My braid didn’t turn out quite as defined and gorgeous as Rachael’s. (Check out the link to see step-by-step photos of the braiding) I think because I tried to roll it out a bit too big, so my strips were really thin and stretched way too much, but it still turned out nice. (It would probably have also helped if I had a pizza cutter. Cutting with my knife just wasn't working.) I have to say though, while everyone else thought it was good, it still didn’t change my mind. I’m still not a fan of baked apples at all. I thought I’d overcome my baked fruit prejudice with my Peach Cobbler and Peach Handpies, but nope. I just don’t like baked apples. I’ve still got about 8 pounds left, so I’ll definitely be baking more, I just probably won’t be eating them myself... So.. Who wants some apple treats?

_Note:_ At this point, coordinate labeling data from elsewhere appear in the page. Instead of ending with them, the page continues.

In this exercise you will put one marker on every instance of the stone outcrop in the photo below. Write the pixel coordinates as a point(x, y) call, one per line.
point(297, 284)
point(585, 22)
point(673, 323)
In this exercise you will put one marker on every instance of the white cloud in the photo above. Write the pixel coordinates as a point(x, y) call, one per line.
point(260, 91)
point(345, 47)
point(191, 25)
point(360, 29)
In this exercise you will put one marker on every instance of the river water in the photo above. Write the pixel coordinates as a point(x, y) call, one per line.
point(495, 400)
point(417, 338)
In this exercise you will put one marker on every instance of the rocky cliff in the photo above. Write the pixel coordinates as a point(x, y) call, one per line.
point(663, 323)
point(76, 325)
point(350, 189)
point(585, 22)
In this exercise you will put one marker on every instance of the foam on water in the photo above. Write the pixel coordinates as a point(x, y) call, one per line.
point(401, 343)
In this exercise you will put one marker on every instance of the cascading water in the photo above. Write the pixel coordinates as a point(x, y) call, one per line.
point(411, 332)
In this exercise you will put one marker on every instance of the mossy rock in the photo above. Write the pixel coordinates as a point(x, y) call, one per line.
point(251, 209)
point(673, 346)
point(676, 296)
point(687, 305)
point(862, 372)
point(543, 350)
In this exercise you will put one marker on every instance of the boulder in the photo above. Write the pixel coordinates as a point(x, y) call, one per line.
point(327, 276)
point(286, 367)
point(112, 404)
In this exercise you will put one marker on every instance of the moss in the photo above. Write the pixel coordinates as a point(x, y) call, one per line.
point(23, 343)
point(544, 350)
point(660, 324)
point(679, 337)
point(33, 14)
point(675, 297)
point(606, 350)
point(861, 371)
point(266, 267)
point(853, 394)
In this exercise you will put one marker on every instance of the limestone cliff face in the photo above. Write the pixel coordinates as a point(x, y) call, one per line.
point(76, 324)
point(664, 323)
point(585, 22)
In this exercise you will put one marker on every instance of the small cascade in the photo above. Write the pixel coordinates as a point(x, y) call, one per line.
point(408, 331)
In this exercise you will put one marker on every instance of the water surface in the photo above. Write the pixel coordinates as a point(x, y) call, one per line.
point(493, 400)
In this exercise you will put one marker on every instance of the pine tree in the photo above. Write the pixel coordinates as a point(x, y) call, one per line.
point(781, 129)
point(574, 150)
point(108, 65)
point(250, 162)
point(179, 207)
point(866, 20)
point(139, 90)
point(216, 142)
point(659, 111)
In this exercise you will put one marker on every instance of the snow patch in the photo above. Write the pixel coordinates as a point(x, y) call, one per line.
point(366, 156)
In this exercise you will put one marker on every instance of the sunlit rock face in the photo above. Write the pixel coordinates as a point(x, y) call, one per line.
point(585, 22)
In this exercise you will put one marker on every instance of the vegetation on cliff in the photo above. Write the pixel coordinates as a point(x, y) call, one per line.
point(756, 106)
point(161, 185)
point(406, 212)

Adapted from La Fuji Mama and Eat, Live, Run
Makes one 14-inch loaf
3 to 4 medium sized apples (I used Jonathans)
3 tablespoons granulated sugar
1 ½ teaspoons cinnamon
2 teaspoons lemon juice
2 ½ cups bread flour
¼ cup granulated sugar
1 (1/4 oz) packet dry active yeast
¾ teaspoon salt
1 cup warm water
2 ¼ teaspoons vegetable oil
1/3 cup confectioner’s sugar, sifted
5 teaspoons whipping cream
½ teaspoon vanilla extract
Pinch of salt
Pinch of nutmeg
1. Preheat oven to 350F. Make the apple filling: Peel, core, and chop apples into 1-inch dice. In an 8-inch baking pan (or similar size), toss together apples, sugar, cinnamon, and lemon juice, Bake the apples for 15 minutes. Remove from oven; set aside. Leave oven on.
2. While the apple filling is baking, make the bread: In the bowl of an electric mixer, whisk together flour, sugar, yeast, and salt. Add water and oil and mix with dough hook on medium-high speed for 6 minutes, or until the dough is smooth and pulls away from the sides of the bowl. (Alternately you can knead by hand on a clean, lightly floured work surface until smooth and elastic.) Turn out dough onto lightly floured surface and knead about 3 or 4 times to give it a smooth surface. Roll out dough into a large rectangle about 12-inches by 16-inches. Lift onto a baking sheet lined with parchment paper.
3. Using a pizza cutter or a sharp knife, cut each of the long sides of the dough into 1-inch strips, leaving the center third uncut. Spread the apple filling down the middle (uncut) portion of the dough. Starting on the left side, fold the top strip of dough over the filling. Then fold the top strip on the right side over the filling and the other strip, making an X shape across the filling. Press lightly on the ends to seal. Repeat with remaining strips of dough. Bake until golden brown, about 25 minutes. Remove from the oven and let cool for several minutes.
4. While the braid is cooling, make the glaze: Whisk together confectioner’s sugar, whipping cream, vanilla, salt, and nutmeg in a small bowl. When braid is slightly cooled, brush the glaze over top in a thick coat. Transfer braid to a wire rack set over a cooling rack to catch any drips. Serve warm or let cool to room temperature.